Nothing makes you regret an outfit choice faster than when you see teens looking at you and whispering.
Why do I have all these cookie pans. I don’t even bake.
sometimes I wonder if Einstein’s friends were ever able to say “nice work, Einstein” without sounding sarcastic
Got kicked off from Instagram for eating my food before posting a pic of it.
Ummm
dracula is the original vampire, which means all other vampires are technically his kids. but has he ever paid child support?? dracula is nothing but a deadbeat dad, that’s why he can’t look at himself in the mirror, he’s too ashamed
Receptionist: the doctor can see you now
invisible man who’s also blind: who said that
receptionist: who said that
this husky was supposed to learn how to swim, but discovered that she could just float instead
(jukin media)
I attempted smoky eye makeup for a holiday party tonight, but instead it looks like I survived a bar fight, so I’m going with that story.

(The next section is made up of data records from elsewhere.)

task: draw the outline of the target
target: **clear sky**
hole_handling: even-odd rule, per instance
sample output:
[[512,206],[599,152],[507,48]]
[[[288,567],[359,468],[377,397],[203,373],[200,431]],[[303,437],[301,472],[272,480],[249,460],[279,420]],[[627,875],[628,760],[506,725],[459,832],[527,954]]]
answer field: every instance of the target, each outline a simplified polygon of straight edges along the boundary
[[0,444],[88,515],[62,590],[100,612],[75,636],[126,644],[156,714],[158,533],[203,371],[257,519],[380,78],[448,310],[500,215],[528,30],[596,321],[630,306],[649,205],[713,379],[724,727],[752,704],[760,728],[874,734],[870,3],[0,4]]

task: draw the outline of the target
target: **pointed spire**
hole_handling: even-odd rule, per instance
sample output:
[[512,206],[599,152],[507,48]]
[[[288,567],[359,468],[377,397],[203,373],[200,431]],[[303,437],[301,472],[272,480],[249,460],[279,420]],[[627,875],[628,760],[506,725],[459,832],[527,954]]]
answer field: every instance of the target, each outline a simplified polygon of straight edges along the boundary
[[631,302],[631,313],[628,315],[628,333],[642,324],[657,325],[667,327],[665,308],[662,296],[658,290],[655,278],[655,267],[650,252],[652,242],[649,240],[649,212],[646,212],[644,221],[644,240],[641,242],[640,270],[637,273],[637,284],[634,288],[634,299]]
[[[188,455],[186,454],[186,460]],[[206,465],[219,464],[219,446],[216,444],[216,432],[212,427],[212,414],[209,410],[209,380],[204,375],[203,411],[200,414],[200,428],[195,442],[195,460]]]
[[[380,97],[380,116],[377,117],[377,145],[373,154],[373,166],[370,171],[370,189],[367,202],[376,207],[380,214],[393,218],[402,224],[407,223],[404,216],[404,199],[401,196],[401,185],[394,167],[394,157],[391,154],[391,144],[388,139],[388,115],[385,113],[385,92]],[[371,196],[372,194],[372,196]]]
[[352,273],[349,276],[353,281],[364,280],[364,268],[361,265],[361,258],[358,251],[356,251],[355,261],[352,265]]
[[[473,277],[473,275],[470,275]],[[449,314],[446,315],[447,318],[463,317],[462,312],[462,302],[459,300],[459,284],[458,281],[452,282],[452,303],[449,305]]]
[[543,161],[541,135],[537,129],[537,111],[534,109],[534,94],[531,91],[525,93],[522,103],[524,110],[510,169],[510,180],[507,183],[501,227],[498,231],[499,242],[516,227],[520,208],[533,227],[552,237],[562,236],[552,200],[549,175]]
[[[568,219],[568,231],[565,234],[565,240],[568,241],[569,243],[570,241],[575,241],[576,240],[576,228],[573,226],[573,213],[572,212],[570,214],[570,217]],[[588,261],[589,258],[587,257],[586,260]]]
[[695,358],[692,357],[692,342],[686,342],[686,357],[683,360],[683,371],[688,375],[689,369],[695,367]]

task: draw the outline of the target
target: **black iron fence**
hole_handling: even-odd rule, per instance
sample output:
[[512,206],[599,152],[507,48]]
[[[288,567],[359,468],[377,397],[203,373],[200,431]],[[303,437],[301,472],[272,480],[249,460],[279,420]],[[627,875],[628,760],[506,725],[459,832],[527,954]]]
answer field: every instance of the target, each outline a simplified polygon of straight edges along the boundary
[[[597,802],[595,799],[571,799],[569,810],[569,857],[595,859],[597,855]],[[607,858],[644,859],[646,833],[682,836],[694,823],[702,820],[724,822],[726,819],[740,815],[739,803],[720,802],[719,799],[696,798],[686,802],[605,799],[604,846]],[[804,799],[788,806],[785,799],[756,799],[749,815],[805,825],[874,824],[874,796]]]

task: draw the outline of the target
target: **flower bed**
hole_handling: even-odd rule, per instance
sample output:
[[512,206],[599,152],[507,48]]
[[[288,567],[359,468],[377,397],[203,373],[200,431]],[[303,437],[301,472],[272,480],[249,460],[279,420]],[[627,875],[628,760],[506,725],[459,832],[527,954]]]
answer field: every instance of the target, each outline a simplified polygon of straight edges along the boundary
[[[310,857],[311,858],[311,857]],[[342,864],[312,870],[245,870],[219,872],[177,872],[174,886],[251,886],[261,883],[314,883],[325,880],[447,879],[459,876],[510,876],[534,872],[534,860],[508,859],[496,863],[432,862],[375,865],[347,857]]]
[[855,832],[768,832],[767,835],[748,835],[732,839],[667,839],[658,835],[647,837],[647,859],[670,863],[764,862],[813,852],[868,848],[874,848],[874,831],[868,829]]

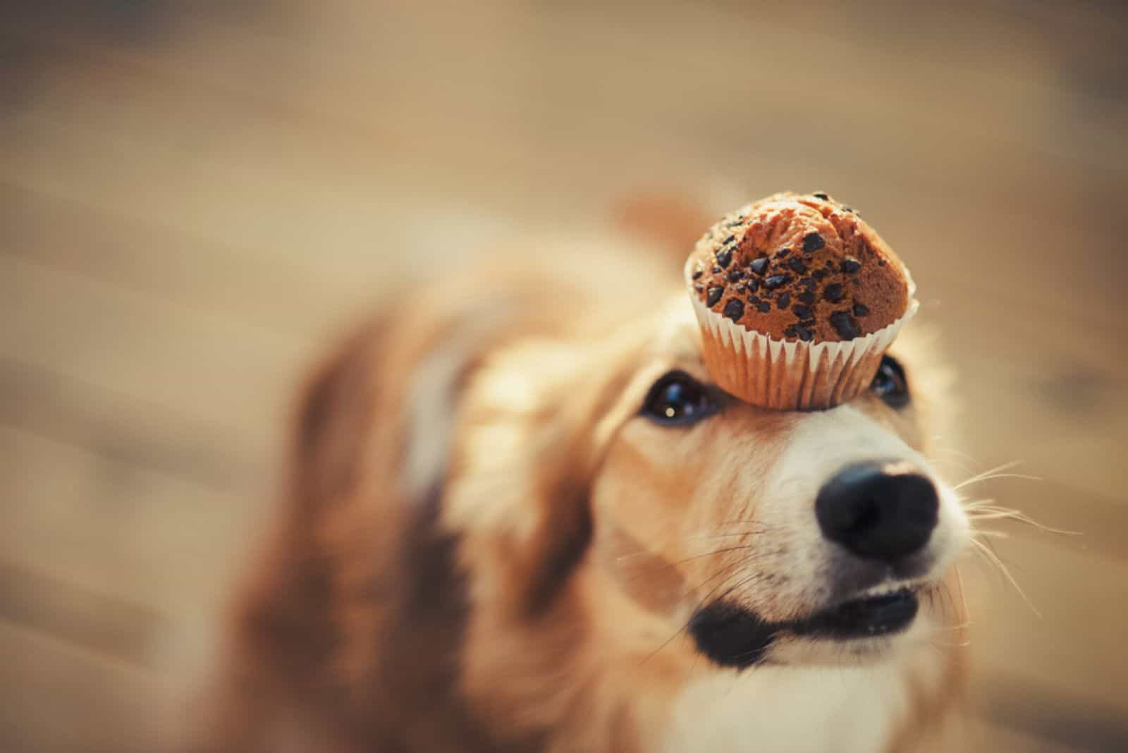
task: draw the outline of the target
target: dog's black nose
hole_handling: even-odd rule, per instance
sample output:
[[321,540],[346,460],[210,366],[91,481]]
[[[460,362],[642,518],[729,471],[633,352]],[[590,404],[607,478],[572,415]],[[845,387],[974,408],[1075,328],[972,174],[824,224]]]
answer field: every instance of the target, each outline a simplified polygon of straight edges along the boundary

The little notes taped everywhere in your Airbnb:
Keep porch light off after 11:00pm.
Don’t use bathroom outlet for hairdryer. Breaker will trip.
If you hear a child crying in old pantry, don’t open the door. It’s not a child, DON’T OPEN THE DOOR.
My husband and I now have an app that tells us if the garage door is open or closed and this effectively gets rid of 90% of conversation during car rides.
I can work well with others OR pass a drugs test. I can’t do both.